(RxWiki News) Researchers have discovered markers for measuring the ability of children with Attention Deficit Hyperactivity Disorder to control impulsive movements.
The finding from researchers at the Kennedy Krieger Institute in Baltimore, MD, and the Cincinnati Children's Hospital Medical Center may lead to better understanding of the neurobiological processes involved in ADHD.
According to the study, children with ADHD performing a finger-tapping task showed more than twice the amount of so-called overflow movements (movements in the opposite hand) than typically developing children. This marks the first instance in which scientists have been able to quantify the degree to which ADHD affects motor control.
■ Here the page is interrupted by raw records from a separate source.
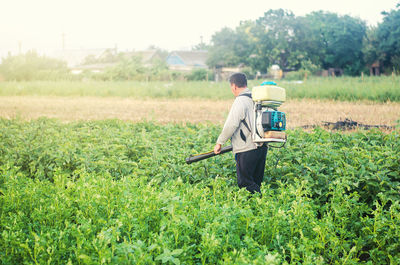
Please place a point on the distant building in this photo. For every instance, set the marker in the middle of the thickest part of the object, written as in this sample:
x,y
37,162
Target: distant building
x,y
187,60
76,57
375,69
147,56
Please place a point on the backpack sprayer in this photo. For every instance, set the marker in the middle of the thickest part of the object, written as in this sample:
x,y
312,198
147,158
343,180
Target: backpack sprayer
x,y
269,123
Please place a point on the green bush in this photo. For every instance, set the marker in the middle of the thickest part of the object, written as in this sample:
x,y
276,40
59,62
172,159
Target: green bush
x,y
113,192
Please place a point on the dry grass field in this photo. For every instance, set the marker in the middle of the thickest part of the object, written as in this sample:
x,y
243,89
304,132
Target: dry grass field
x,y
299,112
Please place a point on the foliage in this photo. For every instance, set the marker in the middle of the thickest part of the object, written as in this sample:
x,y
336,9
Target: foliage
x,y
379,89
324,39
200,75
114,192
388,34
340,40
296,75
31,66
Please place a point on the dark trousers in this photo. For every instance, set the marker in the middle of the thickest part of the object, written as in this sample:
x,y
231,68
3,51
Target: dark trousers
x,y
250,167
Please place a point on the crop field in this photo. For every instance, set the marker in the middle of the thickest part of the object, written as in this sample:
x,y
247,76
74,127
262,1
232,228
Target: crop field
x,y
299,112
101,192
379,89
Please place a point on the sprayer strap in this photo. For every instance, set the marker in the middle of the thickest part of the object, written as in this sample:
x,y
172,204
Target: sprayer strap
x,y
244,121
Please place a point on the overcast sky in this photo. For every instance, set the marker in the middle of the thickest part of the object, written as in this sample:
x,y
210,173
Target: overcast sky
x,y
168,24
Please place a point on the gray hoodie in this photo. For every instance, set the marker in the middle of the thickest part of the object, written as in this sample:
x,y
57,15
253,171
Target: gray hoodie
x,y
235,128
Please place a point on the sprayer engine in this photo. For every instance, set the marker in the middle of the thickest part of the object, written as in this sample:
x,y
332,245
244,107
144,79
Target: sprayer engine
x,y
270,123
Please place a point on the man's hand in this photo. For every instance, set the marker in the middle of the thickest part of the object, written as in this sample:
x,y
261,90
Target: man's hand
x,y
217,149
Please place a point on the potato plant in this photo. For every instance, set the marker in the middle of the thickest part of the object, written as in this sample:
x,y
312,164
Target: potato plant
x,y
116,192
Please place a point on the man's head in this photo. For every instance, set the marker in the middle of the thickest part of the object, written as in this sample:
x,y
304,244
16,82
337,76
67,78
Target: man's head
x,y
238,83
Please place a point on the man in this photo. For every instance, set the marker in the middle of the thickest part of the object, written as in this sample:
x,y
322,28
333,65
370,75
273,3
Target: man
x,y
250,158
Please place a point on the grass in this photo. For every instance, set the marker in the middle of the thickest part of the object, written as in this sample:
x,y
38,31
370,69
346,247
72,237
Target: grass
x,y
112,192
380,89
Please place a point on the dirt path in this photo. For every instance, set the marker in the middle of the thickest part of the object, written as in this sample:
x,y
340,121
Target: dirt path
x,y
299,112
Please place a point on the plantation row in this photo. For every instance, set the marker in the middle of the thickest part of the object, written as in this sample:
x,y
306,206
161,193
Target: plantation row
x,y
117,192
380,89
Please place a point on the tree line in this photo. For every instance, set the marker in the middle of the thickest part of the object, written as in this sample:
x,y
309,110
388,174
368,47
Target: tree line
x,y
319,40
310,43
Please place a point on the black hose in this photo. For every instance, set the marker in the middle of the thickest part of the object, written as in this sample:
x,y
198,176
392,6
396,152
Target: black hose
x,y
196,158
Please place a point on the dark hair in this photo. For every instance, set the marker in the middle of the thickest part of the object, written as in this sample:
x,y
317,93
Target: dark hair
x,y
238,79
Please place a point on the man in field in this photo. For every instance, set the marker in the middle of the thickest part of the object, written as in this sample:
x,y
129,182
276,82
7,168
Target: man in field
x,y
250,158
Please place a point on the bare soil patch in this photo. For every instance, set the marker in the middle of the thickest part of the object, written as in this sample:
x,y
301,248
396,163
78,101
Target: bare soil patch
x,y
299,112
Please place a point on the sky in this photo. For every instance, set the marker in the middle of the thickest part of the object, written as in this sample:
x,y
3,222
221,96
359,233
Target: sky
x,y
135,25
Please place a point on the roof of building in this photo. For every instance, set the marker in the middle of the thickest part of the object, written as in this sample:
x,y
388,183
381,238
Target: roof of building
x,y
147,55
188,58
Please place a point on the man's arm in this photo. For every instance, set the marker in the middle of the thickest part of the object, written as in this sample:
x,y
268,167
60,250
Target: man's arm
x,y
236,114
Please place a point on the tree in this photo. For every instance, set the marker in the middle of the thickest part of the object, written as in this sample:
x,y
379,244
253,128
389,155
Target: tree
x,y
279,40
388,34
221,52
339,40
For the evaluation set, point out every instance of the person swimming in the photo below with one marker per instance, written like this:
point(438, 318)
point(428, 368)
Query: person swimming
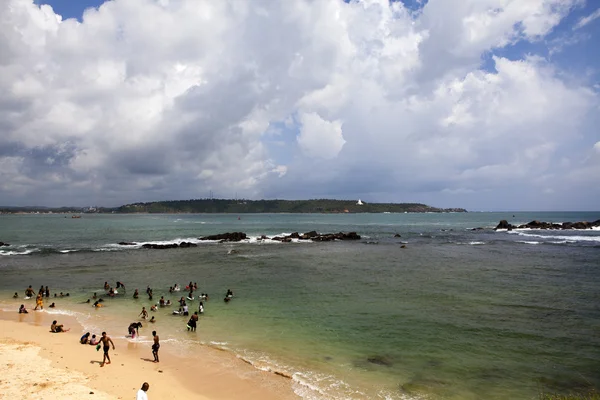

Dr. Stewart Mostofsky, the study's senior author and Director of the Laboratory for Neurocognitive and Imaging Research at the Kennedy Krieger Institute said there is a lack of understanding about the neurobiological basis of ADHD because of thus-far unavailable quantifiable evidence.
Researchers looked at 50 right-handed children between 8 and 12 years old, half of whom had been diagnosed with ADHD, and found that during a left-handed finger-tapping exercise in which the children tapped each finger to the thumb of the same hand, children with ADHD showed more than twice as much mirror overflow than typically developing children. (Mirror overflow refers to unintentional, unnecessary movements occurring in the same muscles on the opposite side of the body.)
Children with ADHD also showed a considerable decrease in SICI (short interval cortical inhibition -- measurements of muscle movements according to brain activity) with significantly less inhibition of motor activity compared to typically developing children.
Dr. Donald Gilbert, study author and Director of the Transcranial Magnetic Stimulation Laboratory at the Cincinnati Children's Hospital Medical Center said the study. ADHD is the most common behavioral diagnosis in U.S. children.